Although this thread is "storing for idiots" I've found that it is well worth a side trip to shop at ethnic markets...usually found in bigger cities. When we go see the Cardinals we stop at a great Italian market and get gals of olive oil for the price of two pints anywhere else....and 10# bags of pasta. Several oriental stores we frequent have great prices on real Soy sauce and other condiments plus rice in bulk. Eating ethnic is a economical way to save..we have been adding to ours stores by eating from the garden and freezer the past two months...using up all the stuff you don't like as well when you get your hog or beef back.....cut the grocery bills in half and tried alot of new recipes.
-- MUTTI (windance @train.missouri.org), July 20, 1999.
Thanks for the olive oil correction, Old Git. I once thought I'd not be able to purchase olive oil because I'd seen none with an expiration date. An Italian fellow told me that it lasts for YEARS, but he DID mention not to keep it on the stove (due to the heat.)
I have another correction to make. I had said to keep a piece of cardboard under honey in case it leaks. I'm changing that to put the honey in a ziploc bag before storing, as I just found little bitty ants gathered around the base of the honey jar. I'm fortunate that it was at the front of the pantry shelf and I could spot the ants easily.
-- Anita (firstname.lastname@example.org), July 20, 1999.
Anita, great practical ideas, especially helpful to a newbie just getting started on food purchase....so how do I find Part I?! Thanks for the time/effort and the research, it helps to have the benefit of someone else's thought process (can you say re-inventing the wheel?)...my brain is fried with all this stuff............
-- Deb (email@example.com), July 20, 1999.
It's right here
-- Anita (firstname.lastname@example.org), July 20, 1999.
Anita, Yeesh!! I did find it, all by myself, a little lower down on the same page--talk about Complete Idiot!....guess I still do "need help".......thanks
-- Deb (email@example.com), July 20, 1999.
Anita, Super post. The variety made me rethink my stash. Huh. Decided nobody can eat that much Dinty Moore and stay sane.
Crown Prince is tops for fish. Must be my Swede/Finn part.
Thanks also for making me brave enough to try something other than Skippy. Well, maybe.
-- Carlos (firstname.lastname@example.org), July 20, 1999.
I agree on the tip about ethnic foodstores, the ONLY place I've ever seen canned, full cream butter, (not ghee), except in Australian Army 10 man ration packs, is at our local Chinese Market. Also dried mushrooms, much used in Chinese cooking, are a good substitute for meat, IMHO. Ours has bulk packs of fried red onions which go great on top of, or mixed through, reconstituted potato flakes, they even have canned quail eggs! Tons of good stuff, take a look around!
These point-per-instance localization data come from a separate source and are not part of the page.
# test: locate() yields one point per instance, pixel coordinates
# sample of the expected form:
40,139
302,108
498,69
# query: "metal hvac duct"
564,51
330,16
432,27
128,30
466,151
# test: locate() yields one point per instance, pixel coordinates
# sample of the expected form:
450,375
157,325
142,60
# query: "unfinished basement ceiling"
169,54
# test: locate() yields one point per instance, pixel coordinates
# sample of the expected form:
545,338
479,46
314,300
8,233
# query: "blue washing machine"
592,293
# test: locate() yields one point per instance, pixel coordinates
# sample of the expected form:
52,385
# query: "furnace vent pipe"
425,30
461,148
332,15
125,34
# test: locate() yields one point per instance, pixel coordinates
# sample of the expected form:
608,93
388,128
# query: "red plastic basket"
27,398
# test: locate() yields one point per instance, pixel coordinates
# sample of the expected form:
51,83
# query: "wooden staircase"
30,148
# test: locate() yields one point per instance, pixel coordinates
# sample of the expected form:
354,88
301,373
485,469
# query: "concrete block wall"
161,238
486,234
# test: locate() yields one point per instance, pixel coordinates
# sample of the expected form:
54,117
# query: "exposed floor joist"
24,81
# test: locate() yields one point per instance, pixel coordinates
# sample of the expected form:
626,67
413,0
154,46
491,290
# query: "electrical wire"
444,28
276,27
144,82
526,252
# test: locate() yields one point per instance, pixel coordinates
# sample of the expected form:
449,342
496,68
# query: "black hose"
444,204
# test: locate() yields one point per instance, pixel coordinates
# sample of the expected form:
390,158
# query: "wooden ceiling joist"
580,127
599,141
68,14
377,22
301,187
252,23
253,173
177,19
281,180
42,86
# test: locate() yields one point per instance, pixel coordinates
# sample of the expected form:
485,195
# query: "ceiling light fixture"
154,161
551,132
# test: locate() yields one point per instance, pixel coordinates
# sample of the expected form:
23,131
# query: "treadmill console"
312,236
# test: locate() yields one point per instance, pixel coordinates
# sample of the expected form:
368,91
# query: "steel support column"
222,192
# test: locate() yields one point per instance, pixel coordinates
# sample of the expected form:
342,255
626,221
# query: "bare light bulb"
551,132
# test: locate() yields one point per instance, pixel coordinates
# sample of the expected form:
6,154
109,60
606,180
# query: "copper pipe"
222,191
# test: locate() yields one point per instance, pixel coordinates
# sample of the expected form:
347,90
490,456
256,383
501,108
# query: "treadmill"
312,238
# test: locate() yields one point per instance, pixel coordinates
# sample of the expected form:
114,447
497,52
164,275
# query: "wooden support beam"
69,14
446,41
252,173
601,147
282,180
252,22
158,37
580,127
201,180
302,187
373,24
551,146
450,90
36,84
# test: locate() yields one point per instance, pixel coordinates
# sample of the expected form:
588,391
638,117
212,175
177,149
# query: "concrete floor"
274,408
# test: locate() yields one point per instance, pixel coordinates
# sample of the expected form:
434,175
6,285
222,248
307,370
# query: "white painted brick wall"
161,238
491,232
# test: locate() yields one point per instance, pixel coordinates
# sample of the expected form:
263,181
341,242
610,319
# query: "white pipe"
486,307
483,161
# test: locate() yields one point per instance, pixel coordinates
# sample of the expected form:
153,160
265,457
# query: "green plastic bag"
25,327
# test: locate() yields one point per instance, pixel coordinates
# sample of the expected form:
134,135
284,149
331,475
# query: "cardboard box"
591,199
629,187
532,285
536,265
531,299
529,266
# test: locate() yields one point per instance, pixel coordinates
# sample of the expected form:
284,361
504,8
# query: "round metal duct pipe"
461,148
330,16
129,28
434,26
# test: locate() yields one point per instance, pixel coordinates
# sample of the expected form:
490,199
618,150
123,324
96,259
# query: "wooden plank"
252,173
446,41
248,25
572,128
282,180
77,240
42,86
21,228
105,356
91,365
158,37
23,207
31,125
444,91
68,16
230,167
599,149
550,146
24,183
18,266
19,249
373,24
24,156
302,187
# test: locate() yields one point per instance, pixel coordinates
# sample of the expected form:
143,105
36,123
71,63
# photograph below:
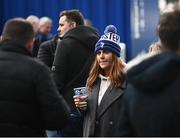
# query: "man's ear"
30,45
73,24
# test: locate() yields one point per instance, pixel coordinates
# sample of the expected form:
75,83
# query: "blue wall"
100,12
144,19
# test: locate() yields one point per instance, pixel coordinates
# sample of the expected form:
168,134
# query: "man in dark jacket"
151,101
72,63
29,100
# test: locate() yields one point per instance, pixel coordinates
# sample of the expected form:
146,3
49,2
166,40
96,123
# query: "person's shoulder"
35,63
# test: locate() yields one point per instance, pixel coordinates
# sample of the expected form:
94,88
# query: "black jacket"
151,100
29,100
71,56
47,50
103,120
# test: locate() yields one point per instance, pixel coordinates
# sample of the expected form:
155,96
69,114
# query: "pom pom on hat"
110,41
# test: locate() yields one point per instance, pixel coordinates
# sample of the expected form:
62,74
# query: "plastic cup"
81,93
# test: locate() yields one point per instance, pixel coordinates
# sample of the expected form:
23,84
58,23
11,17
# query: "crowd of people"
39,71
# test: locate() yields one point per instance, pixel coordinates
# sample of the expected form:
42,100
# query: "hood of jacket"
155,73
88,36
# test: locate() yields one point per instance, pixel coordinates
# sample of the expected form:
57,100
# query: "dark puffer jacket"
29,100
72,54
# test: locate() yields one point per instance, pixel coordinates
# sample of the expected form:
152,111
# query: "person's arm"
60,66
55,110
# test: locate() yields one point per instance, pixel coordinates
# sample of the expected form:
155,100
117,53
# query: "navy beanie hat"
110,41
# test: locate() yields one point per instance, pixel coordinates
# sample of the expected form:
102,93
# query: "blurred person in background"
43,34
29,100
151,105
73,58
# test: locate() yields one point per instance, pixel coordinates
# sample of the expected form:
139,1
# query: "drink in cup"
81,96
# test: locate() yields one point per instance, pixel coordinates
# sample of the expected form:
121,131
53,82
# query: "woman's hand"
80,101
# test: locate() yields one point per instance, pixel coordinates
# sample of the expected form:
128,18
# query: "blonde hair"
116,73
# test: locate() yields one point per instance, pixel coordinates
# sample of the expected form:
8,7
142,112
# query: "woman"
105,86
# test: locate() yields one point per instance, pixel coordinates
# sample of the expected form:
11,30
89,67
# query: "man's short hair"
169,29
19,30
73,15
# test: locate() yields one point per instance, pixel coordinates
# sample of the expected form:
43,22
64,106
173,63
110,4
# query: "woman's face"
105,60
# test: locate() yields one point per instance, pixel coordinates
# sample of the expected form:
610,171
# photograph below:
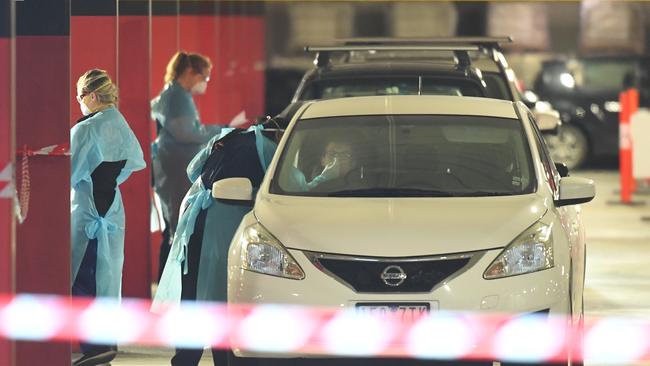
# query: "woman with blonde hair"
180,135
104,153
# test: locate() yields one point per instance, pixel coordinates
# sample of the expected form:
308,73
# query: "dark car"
586,93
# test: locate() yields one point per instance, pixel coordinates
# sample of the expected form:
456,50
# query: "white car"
411,204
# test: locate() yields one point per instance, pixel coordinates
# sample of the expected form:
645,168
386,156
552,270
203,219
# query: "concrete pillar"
7,148
43,95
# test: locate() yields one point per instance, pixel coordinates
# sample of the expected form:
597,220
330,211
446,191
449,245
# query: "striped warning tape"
6,178
316,331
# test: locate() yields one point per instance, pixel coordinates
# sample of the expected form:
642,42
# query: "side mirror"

A lot of the stuff is a bit of a gamble regarding use-by dates, but I'll take a chance if TSHTF.
-- Ron Davis (email@example.com), July 20, 1999.
This may not be for the Complete Idiot, but its really easy and soooo cheap.
I saw it on another thread and tried it. I bought potatoes on sale and wondered how was going to store them. I have a few stored under the ouse, but I wanted a better way. So I peeled them, cut into fry size and steamed them til they were done. I have a steamer that I bought at Sears many years ago, but you could use a double boiler/steamer.
After I steamed them til they were fork tender, I dehydrated them! Takes about 12 hoursat135* in my dehydrator. 5 lbs of potatoes will fit nicely into 2 and 1/2 gallon ziplock bags.
To use them, I can fry them, bake them or toss a few into a soup or stew. I can also re-hydrate them and use in casseroles.